Bieberman seems to have been an ardent but surprisingly down-to-earth acid adherent, and earnest about her task. This guide for beginners is mainly addressed to practical matters to promote the best possible “LSD session.” She is eager to correct disinformation (LSD does not make you think you can fly) and to dispel romantic illusions (LSD does not make you smarter, more creative or a better person). And because she believes that LSD’s benefits are almost entirely emotional or spiritual in nature—and that therefore you and your companions should stay in one room, sit still and say nothing—her advice leans heavily on what NOT to do…’ (Substance.com).
David Foster Wallace’s 1994 Syllabus: ‘…[David Foster] Wallace was perhaps one of the most careful (or care-full) writers of his generation. …[So] you might just have to admire the fine art of his syllabi. Well, so you can, thanks to the University of Texas at Austin’s Harry Ransom Center, which has scans available online of the syllabus for Wallace’s intro course “English 102-Literary Analysis: Prose Fiction” , along with other course documents. These documents—From the Fall ’94 semester at Illinois State University, where Wallace taught from 1993 to 2002—reveal the professionally pedagogical side of the literary wunderkind, a side every teacher will connect with right away.
…[I]f you squint hard, you’ll see under “Aims of Course” that Wallace quotes the official ISU description of his class, then translates it into his own words:
In less narcotizing words, English 102 aims to show you some ways to read fiction more deeply, to come up with more interesting insights on how pieces of fiction work, to have informed intelligent reasons for liking or disliking a piece of fiction, and to write—clearly, persuasively, and above all interestingly—about stuff you’ve read.
…Wallace’s choice of texts is of interest as well—surprising for a writer most detractors call “pretentious.” For his class, Wallace prescribed airport-bookstore standards—what he calls “popular or commercial fiction”—such as Jackie Collins’ Rock Star, Stephen King’s Carrie, Thomas Harris’s The Silence of the Lambs, and James Elroy’s The Big Nowhere.
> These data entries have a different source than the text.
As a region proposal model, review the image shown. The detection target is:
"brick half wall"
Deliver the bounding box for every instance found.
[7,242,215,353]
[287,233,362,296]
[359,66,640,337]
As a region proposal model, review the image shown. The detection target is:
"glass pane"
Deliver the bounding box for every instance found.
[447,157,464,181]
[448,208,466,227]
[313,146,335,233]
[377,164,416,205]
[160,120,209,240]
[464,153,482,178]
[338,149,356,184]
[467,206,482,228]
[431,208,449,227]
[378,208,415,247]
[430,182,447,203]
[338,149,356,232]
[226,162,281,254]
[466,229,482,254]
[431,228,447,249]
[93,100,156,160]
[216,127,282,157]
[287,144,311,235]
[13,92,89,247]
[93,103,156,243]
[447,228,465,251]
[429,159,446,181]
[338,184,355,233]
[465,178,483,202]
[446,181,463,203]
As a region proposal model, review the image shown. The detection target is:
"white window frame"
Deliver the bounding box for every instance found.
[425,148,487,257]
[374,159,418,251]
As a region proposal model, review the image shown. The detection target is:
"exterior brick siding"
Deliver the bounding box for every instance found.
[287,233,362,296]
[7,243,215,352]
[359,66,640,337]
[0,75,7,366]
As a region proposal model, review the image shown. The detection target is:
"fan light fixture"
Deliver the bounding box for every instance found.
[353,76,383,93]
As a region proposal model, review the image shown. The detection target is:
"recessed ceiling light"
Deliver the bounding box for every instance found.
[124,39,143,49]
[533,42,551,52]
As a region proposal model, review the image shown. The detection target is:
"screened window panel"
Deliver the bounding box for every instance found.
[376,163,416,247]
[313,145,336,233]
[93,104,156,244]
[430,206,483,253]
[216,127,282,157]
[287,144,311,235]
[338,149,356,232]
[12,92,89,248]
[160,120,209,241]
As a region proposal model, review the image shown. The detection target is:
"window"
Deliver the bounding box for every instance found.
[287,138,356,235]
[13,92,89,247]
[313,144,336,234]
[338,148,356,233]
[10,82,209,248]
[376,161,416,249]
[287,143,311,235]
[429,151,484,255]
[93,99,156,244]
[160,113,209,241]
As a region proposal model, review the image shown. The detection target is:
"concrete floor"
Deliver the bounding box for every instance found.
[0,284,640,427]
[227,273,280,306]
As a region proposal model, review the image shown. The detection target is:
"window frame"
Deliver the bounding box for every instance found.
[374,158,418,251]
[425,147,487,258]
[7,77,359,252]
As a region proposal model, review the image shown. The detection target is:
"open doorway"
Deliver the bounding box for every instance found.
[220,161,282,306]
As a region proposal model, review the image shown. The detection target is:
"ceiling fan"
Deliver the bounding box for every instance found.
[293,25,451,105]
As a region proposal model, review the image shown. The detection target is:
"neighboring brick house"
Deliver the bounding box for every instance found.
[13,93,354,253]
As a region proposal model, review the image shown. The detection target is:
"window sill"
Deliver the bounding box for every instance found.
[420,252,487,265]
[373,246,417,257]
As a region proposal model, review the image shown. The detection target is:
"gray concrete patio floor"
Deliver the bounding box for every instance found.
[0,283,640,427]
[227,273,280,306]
The UT Austin site also has scans of some well-worn paperback teacher’s copies, with the red-ink marginal notes, discussion questions, and underlines one finds behind every podium…’ (Open Culture).
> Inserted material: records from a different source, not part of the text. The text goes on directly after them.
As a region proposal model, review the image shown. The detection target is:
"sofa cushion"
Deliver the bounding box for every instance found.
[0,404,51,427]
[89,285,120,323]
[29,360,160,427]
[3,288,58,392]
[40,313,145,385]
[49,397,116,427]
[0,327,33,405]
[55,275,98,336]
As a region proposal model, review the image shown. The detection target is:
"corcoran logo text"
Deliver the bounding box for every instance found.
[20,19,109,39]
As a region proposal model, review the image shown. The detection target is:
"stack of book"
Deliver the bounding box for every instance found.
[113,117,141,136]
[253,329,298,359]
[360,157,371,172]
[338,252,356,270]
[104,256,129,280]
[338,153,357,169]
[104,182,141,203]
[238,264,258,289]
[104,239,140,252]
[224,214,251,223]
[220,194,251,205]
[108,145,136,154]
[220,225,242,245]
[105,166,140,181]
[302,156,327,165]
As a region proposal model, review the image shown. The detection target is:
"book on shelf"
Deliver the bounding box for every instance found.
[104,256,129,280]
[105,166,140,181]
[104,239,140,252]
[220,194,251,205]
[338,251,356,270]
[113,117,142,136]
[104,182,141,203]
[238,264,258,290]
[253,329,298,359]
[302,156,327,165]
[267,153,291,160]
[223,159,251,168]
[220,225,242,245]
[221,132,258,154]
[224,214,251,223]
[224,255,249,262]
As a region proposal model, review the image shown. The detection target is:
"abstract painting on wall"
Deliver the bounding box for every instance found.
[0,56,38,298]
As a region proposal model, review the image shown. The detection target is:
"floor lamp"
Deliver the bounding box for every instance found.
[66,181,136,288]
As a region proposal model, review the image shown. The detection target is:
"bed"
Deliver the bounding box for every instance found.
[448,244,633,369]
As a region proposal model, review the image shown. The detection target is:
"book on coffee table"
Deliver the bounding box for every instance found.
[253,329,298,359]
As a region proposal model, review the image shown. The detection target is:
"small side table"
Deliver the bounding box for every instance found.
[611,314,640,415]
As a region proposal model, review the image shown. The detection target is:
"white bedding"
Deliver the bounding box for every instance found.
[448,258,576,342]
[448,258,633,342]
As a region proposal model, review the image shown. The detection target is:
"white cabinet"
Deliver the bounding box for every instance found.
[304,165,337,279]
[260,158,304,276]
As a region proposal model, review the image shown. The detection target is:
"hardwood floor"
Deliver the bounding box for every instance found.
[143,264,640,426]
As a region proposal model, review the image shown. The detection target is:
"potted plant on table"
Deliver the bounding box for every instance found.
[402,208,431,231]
‘As their centennial approaches, it’s time to remember why the National Parks are so worth protecting.’ (Pacific Standard)
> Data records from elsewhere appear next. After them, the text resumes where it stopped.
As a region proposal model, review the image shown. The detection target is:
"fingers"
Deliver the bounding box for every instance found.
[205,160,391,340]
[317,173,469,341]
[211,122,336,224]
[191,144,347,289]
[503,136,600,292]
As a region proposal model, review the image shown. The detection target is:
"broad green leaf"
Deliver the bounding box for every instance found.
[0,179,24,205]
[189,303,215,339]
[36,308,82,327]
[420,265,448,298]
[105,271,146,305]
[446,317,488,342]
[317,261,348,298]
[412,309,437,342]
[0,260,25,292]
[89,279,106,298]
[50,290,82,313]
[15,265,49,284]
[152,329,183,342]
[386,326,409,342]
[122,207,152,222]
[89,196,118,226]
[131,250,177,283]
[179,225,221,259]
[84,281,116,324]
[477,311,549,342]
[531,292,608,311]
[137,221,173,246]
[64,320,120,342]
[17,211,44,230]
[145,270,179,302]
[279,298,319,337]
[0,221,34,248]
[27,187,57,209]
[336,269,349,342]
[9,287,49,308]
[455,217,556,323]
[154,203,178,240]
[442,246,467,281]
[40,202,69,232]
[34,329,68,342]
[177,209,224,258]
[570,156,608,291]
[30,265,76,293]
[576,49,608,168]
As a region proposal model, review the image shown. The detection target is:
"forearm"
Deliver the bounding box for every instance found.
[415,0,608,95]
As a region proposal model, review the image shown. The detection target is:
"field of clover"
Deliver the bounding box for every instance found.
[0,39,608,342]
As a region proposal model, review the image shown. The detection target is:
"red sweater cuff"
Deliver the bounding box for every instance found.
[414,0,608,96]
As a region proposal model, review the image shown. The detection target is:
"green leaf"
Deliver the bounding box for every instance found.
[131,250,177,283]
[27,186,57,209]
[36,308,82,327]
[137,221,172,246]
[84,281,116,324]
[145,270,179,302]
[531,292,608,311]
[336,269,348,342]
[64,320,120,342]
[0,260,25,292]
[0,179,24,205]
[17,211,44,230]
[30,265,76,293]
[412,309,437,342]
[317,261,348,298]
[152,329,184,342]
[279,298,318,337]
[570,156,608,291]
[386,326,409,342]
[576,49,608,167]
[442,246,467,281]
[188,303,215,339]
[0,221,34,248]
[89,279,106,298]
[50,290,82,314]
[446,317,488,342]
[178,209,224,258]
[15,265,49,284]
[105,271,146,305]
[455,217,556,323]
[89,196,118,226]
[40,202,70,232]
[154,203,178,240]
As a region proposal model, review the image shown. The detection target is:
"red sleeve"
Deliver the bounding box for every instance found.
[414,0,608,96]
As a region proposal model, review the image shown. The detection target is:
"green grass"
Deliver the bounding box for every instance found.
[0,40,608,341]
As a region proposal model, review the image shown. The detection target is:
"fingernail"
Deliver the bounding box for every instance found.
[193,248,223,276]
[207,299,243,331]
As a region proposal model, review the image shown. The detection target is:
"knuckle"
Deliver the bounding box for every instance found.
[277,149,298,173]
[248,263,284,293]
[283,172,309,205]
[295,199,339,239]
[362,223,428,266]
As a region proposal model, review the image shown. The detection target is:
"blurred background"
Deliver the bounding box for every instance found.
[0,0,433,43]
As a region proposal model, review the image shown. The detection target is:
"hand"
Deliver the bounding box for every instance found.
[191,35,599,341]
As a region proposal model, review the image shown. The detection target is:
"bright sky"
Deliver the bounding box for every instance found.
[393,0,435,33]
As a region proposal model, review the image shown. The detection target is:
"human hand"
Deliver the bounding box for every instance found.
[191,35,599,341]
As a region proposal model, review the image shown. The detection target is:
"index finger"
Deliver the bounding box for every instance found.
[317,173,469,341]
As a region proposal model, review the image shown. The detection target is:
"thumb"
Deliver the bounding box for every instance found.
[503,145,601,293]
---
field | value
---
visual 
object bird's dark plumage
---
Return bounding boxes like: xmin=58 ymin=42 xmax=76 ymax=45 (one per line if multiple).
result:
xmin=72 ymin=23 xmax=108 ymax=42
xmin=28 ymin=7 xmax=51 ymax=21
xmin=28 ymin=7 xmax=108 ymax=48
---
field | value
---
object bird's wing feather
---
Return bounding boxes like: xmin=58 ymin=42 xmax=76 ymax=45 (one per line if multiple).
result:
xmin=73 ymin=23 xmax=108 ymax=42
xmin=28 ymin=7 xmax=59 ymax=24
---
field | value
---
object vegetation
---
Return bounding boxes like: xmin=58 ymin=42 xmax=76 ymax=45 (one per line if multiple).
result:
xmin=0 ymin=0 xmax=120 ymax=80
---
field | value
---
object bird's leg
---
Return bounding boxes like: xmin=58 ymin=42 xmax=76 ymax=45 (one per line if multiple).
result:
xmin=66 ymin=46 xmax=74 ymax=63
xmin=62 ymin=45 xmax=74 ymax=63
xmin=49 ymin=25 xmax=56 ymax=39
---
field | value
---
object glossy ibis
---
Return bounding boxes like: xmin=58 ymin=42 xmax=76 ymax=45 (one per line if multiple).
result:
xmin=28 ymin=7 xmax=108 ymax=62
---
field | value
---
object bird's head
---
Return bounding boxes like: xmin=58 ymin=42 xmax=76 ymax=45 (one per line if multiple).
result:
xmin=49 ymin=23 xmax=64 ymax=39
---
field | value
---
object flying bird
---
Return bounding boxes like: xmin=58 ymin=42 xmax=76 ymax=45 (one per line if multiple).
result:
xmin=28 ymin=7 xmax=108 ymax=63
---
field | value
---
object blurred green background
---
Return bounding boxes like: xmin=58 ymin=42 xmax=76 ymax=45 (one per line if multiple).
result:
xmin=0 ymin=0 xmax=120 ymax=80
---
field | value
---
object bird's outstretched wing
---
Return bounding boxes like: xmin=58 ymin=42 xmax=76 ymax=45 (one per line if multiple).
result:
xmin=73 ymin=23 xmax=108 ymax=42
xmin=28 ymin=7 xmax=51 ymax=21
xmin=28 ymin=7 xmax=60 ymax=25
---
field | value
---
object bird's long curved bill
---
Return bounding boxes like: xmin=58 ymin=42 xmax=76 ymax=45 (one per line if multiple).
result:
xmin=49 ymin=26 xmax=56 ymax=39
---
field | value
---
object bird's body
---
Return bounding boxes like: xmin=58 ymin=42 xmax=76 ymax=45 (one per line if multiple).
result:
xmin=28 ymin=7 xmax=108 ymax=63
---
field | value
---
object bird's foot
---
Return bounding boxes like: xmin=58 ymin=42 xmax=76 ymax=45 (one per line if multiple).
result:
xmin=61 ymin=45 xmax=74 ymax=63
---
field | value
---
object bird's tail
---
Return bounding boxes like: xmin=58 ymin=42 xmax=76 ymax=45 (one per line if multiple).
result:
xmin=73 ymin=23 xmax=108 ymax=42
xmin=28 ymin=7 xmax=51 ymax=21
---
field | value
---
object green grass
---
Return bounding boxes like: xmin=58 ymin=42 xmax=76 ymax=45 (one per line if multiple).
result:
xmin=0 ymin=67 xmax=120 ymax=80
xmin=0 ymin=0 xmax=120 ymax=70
‘…In the psychiatric literature, the werewolf hallucinations and delusions the patient was experiencing are broadly classified as clinical lycanthropy, or lycomania. Because the “extremely rare” disorder has not received much academic scrutiny and is “poorly understood,” Blom recently took it upon himself to perform a rigorous multi-lingual search of historical documents and medical databases for any references to or extant case records on the condition between 1850 and May 2012.
Though the resulting analysis, published this month in the History of Psychiatry, only unearthed 13 case descriptions that satisfied the definition of “clinical lycanthropy proper,” the paper traces the evolution of the illness and provides a detailed description of symptoms, treatments, and divergent theories about its causes…’ (Pacific Standard).